Александр Андреев – Берегите солнце (страница 9)
– Он бегал к себе домой. Прибежал, а дома нет – одни развалины.
– Кто оставался дома, Петя? – спросил я. – Родители погибли?
Петя Куделин пошевелил дрожащими губами:
– Родители умерли, когда я был маленьким. Я с бабушкой рос… Старенькая она была. Сперва ходила в убежище, а потом перестала. Дом деревянный… Бомба угодила прямо в середину, разворотила все… Пожарные бревна растаскивали…
– Бабушку нашли? – спросил Чертыханов.
– Нет еще, – ответил Петя. – Я не стал дожидаться: а вдруг ее раздавило совсем? Я боюсь… Глядеть на нее боюсь. Я мертвецов боюсь.
– Это бывает, Петя, – сказал Чертыханов, утешая. – Привыкнешь.

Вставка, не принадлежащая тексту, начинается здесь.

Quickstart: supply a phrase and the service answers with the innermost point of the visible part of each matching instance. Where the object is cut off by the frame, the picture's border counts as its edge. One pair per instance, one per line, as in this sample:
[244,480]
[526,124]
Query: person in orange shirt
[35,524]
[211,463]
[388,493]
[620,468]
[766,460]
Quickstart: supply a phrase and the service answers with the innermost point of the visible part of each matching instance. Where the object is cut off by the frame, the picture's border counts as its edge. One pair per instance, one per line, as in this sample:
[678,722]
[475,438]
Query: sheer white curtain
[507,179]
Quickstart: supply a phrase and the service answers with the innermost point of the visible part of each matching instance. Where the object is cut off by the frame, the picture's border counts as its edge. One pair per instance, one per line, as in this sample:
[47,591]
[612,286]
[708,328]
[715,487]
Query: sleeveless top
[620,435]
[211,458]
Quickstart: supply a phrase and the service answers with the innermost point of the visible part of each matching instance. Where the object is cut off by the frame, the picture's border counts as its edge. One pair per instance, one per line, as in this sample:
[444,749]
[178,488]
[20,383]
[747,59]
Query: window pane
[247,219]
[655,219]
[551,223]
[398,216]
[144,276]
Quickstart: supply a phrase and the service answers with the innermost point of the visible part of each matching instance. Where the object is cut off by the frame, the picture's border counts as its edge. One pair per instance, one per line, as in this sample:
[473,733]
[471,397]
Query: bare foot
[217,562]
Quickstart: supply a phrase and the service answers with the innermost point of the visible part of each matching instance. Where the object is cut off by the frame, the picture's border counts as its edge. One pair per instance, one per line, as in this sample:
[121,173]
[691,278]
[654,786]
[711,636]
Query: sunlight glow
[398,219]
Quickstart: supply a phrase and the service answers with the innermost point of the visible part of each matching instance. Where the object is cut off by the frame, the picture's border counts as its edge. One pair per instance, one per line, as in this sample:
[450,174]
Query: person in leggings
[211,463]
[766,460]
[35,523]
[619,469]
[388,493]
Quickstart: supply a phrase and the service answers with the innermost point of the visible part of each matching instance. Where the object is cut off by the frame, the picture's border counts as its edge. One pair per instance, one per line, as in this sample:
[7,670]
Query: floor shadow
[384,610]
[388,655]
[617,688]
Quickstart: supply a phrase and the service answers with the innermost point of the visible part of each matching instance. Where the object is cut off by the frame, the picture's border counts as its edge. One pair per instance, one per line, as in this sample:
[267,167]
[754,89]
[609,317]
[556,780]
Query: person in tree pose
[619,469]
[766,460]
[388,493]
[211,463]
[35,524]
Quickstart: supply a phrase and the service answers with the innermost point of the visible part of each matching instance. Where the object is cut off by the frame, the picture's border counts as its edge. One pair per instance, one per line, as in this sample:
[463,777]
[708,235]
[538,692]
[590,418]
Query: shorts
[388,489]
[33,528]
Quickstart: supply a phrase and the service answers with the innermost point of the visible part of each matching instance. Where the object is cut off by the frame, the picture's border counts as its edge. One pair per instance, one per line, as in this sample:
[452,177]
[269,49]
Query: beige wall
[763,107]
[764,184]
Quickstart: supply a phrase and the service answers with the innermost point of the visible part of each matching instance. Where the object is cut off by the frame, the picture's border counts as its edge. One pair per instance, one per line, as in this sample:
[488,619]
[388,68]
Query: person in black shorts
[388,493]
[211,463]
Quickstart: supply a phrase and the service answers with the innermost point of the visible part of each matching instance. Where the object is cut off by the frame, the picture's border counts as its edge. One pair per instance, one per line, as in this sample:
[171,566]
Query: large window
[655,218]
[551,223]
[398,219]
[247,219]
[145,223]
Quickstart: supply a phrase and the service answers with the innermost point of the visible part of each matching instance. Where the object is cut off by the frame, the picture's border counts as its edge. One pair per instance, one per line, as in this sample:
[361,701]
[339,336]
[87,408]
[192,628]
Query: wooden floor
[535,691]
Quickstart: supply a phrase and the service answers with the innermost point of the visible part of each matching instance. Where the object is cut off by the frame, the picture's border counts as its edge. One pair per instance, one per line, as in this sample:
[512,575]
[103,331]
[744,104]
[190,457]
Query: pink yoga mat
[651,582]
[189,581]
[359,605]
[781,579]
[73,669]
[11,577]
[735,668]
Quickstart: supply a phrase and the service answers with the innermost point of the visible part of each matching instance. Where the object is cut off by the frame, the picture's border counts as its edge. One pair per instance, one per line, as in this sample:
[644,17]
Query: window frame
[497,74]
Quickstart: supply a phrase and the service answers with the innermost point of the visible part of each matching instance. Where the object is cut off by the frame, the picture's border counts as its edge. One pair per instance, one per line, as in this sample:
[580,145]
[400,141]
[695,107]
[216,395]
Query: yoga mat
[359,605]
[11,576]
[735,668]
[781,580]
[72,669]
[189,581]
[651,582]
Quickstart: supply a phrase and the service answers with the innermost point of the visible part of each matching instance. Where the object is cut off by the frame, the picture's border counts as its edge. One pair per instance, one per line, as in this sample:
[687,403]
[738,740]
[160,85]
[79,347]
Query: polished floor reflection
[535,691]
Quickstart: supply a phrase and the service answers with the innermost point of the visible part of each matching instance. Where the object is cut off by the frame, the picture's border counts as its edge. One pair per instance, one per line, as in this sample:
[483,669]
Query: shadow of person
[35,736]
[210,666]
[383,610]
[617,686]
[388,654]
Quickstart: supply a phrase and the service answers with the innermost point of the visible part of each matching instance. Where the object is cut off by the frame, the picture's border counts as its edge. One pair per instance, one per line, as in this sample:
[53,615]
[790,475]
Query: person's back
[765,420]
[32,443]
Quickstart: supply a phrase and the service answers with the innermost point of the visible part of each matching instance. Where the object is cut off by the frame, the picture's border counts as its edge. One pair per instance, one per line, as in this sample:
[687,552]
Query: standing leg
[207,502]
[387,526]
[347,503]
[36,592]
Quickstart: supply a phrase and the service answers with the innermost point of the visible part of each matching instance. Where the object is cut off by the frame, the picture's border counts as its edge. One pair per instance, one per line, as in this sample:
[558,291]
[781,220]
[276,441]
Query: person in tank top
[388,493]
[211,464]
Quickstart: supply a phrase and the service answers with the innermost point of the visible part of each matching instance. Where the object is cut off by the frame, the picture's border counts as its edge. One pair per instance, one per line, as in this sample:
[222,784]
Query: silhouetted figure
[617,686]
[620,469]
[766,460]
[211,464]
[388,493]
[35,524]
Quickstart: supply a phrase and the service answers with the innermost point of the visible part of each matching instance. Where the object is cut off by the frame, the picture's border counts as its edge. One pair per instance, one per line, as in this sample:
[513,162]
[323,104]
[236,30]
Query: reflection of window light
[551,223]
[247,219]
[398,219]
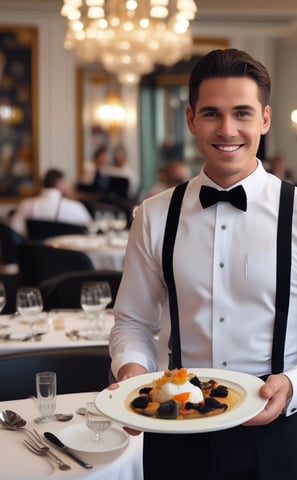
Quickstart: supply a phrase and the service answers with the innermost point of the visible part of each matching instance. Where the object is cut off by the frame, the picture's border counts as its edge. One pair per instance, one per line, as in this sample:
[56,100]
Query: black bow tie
[236,196]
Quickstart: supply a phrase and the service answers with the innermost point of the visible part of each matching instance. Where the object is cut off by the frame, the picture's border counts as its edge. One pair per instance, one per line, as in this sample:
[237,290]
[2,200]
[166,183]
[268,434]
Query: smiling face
[228,121]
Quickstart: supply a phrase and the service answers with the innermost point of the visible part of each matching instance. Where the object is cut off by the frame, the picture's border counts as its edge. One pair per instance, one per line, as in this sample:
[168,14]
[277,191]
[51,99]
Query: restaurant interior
[63,95]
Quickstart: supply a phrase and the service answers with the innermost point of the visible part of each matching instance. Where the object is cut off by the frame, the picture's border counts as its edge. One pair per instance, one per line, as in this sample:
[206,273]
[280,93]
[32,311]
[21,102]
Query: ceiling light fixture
[129,37]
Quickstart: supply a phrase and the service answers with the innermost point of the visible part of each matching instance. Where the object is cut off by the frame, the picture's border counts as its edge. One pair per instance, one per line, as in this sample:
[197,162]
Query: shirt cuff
[130,357]
[291,407]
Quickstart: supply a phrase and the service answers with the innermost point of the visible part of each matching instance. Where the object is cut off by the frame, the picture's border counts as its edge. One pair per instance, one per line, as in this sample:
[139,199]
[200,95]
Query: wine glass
[46,390]
[95,296]
[96,421]
[120,221]
[2,296]
[29,305]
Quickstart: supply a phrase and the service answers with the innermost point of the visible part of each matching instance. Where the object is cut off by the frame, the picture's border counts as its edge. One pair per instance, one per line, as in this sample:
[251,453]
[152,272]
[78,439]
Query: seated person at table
[53,203]
[174,173]
[94,179]
[120,168]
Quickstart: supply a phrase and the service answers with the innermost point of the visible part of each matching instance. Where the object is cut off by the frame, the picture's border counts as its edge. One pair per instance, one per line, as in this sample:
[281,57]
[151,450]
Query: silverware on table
[36,445]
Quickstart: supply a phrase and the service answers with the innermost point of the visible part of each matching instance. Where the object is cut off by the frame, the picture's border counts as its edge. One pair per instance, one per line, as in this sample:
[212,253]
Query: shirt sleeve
[291,407]
[138,304]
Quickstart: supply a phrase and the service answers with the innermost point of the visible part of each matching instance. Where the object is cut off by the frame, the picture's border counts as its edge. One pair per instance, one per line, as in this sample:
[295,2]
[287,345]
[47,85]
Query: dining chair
[63,291]
[42,229]
[78,369]
[9,240]
[11,281]
[37,262]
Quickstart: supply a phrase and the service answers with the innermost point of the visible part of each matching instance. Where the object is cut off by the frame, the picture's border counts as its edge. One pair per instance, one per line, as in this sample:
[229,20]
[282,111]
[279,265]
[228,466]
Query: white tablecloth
[106,252]
[17,463]
[56,324]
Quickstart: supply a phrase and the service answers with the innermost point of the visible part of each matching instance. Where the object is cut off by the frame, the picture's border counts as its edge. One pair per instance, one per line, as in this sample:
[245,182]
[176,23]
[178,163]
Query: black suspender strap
[283,274]
[167,254]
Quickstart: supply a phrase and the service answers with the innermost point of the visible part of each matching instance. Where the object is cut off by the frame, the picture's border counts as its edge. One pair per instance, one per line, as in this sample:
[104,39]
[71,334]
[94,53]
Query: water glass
[29,304]
[96,421]
[46,390]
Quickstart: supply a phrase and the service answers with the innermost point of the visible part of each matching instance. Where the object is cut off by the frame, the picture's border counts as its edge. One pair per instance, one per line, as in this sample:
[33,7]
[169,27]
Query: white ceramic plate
[79,437]
[115,403]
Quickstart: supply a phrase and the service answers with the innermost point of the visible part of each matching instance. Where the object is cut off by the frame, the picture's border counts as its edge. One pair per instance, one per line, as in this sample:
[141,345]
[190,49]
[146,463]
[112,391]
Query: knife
[56,441]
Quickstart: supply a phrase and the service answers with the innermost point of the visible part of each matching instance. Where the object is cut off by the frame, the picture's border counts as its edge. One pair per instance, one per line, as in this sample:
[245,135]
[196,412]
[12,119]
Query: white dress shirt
[225,274]
[49,205]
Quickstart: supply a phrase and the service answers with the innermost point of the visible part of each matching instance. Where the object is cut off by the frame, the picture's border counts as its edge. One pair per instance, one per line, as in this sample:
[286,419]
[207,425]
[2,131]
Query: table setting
[117,457]
[53,329]
[107,251]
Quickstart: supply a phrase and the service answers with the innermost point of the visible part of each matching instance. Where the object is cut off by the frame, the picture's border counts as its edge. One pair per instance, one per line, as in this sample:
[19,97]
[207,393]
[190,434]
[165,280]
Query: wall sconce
[112,114]
[294,120]
[10,114]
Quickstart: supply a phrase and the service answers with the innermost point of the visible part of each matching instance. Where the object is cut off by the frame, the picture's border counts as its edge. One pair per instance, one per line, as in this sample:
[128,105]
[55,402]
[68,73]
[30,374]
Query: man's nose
[227,127]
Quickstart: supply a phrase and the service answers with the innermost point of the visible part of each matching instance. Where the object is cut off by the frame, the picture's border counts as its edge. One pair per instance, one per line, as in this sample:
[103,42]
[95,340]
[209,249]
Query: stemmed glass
[46,390]
[2,300]
[120,221]
[95,296]
[2,296]
[96,421]
[29,304]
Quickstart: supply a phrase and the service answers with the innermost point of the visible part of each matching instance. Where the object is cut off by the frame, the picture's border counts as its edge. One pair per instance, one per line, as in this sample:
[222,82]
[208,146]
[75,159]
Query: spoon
[61,417]
[11,420]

На войне насмотришься. Ничего страшного в этом нет. Те же люди, только не дышат. Вот и все.
Куделин с испугом отодвинулся от ефрейтора, поглядел на него изумленно и с замешательством: как это он так безбоязненно об этом говорит, – по-детски, всей ладошкой, стер со щек слезы. Я взглядом пригрозил Чертыханову, но тот, пожав плечами, сказал:
– А что? Он не маленький.
Я заметил, как разволновался и побледнел Браслетов, слушая Куделина, ему как будто стало душно, и он расстегнул ворот гимнастерки.
– Где ты живешь? – спросил он. – Где твой дом?
– Недалеко отсюда, – сказал Петя. – У Павелецкого вокзала. В переулке у Коровьего вала.
Браслетов распрямился, страх округлил его глаза.
– Я на минуту отлучусь, позвоню. Это рядом с Серпуховской! – шепнул он мне и метнулся из класса.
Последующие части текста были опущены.